Engine-Tender Buffering

Franklin-type Engine-Tender Buffer Mechanism


A Franklin-type radial buffer provides a rigid connection between a locomotive and tender, allowing no relative movement in the fore-and-aft direction but allowing relative radial movement for negotiating curves.

The diagram of a Franklin radial buffer (below) illustrates the basic principle where two wedges are pressed towards each other by coil springs, forcing the radial buffers (one on the engine and the other on the tender) to maintain contact with one-another through their respective buffing plates.

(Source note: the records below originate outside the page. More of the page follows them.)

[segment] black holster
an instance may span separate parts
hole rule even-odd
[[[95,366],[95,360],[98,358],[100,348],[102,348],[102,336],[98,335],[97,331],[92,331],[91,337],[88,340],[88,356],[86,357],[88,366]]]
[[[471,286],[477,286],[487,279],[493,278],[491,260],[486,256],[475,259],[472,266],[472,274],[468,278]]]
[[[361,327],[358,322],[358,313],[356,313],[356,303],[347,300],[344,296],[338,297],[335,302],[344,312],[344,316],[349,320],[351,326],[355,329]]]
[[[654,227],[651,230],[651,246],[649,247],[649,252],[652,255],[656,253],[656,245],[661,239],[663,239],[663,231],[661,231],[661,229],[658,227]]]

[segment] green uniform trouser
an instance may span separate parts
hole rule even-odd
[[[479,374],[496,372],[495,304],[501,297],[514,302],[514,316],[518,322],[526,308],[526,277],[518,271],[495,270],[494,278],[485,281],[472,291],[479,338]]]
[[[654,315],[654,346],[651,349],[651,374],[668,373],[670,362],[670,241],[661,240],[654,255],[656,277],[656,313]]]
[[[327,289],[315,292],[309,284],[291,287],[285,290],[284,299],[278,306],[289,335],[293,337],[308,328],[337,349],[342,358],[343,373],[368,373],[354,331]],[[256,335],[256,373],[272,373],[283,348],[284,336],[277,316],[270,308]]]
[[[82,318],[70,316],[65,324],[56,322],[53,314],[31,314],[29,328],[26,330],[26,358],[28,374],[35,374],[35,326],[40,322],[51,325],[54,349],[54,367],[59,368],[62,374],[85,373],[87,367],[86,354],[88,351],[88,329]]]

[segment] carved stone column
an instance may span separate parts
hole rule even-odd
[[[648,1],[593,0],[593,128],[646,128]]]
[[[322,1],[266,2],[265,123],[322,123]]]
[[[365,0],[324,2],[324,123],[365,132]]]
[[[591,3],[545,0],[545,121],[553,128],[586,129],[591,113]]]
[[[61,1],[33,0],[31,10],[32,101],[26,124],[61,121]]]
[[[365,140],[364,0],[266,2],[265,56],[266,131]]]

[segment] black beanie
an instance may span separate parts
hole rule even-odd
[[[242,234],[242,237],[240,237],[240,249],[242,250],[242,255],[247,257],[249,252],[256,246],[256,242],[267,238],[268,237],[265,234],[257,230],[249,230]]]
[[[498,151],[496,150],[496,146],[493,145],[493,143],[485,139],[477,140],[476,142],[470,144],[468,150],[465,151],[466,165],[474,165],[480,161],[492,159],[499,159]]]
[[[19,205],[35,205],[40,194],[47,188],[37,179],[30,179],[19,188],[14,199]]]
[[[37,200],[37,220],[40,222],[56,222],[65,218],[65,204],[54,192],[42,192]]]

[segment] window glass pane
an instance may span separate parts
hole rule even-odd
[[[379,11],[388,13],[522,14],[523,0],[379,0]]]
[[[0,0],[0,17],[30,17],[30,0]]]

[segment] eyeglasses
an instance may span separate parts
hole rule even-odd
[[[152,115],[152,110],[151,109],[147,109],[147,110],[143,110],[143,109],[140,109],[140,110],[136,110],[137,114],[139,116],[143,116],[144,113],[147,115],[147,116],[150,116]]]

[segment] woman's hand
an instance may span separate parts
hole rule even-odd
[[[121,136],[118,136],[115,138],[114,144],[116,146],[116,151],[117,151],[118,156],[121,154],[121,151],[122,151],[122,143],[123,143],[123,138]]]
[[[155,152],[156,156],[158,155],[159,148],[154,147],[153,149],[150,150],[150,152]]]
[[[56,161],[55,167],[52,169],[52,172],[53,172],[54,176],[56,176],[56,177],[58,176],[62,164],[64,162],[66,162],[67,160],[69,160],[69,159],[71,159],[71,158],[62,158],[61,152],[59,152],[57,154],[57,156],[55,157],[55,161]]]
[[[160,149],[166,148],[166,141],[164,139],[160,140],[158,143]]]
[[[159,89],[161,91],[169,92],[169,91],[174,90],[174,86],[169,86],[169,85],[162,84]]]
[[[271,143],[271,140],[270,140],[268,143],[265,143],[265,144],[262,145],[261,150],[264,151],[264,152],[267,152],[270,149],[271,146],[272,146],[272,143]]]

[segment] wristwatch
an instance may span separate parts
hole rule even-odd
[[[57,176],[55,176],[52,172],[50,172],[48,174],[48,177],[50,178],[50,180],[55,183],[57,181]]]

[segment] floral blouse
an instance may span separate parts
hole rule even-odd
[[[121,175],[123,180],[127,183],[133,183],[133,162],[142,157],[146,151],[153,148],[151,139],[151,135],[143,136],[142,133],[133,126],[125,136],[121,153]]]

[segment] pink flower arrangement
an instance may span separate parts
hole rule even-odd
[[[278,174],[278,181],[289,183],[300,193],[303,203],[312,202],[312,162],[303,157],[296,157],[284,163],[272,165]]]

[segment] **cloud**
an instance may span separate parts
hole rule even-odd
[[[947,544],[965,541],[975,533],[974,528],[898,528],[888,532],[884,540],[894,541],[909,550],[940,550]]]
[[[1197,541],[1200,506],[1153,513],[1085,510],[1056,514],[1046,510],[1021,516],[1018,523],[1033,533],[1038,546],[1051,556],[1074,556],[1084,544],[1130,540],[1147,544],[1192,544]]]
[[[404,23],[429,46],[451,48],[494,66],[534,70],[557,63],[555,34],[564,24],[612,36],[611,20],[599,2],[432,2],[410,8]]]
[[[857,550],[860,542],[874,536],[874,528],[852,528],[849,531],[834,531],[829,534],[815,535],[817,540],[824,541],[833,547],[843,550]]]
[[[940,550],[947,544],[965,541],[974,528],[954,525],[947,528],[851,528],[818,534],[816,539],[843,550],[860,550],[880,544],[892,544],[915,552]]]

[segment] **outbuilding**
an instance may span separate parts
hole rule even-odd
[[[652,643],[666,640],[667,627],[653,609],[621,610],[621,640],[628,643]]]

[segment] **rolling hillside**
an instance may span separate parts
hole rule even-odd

More detailed information, including a marked-up version of this diagram and photographs of Franklin radial buffers, can be found on Hugh Odom’s Ultimate Steam website at http://www.trainweb.org/j.dimech/6167/e1rb.html.

David Wardale specified a Franklin-type radial buffer between the engine and tender of the 5AT in order to use the inertia of the 80 tonne tender to minimize the fore-and-aft “rocking” sensation often experienced with two-cylinder locomotives, this rocking motion being caused by unbalanced inertial forces from the reciprocating masses – viz: pistons, piston rods, crossheads and connecting rod ends.

The amount and position of balance weights on a locomotive’s driving wheels are often adjusted to partially offset the horizontal inertial forces resulting in radial imbalance that produces hammer blow which can cause damage to track.

Wardales specification for the 5AT included the requirement that “the engine-tender drawgear shall be of the ‘solid’ (unsprung) type, with a spring-loaded friction-damped intermediate radial buffer (e.g. of the Franklin type), this arrangement giving an engine-tender coupling that allows the mass of the tender to act effectively to reduce fore-and-aft accelerations due to the unbalanced reciprocating masses”.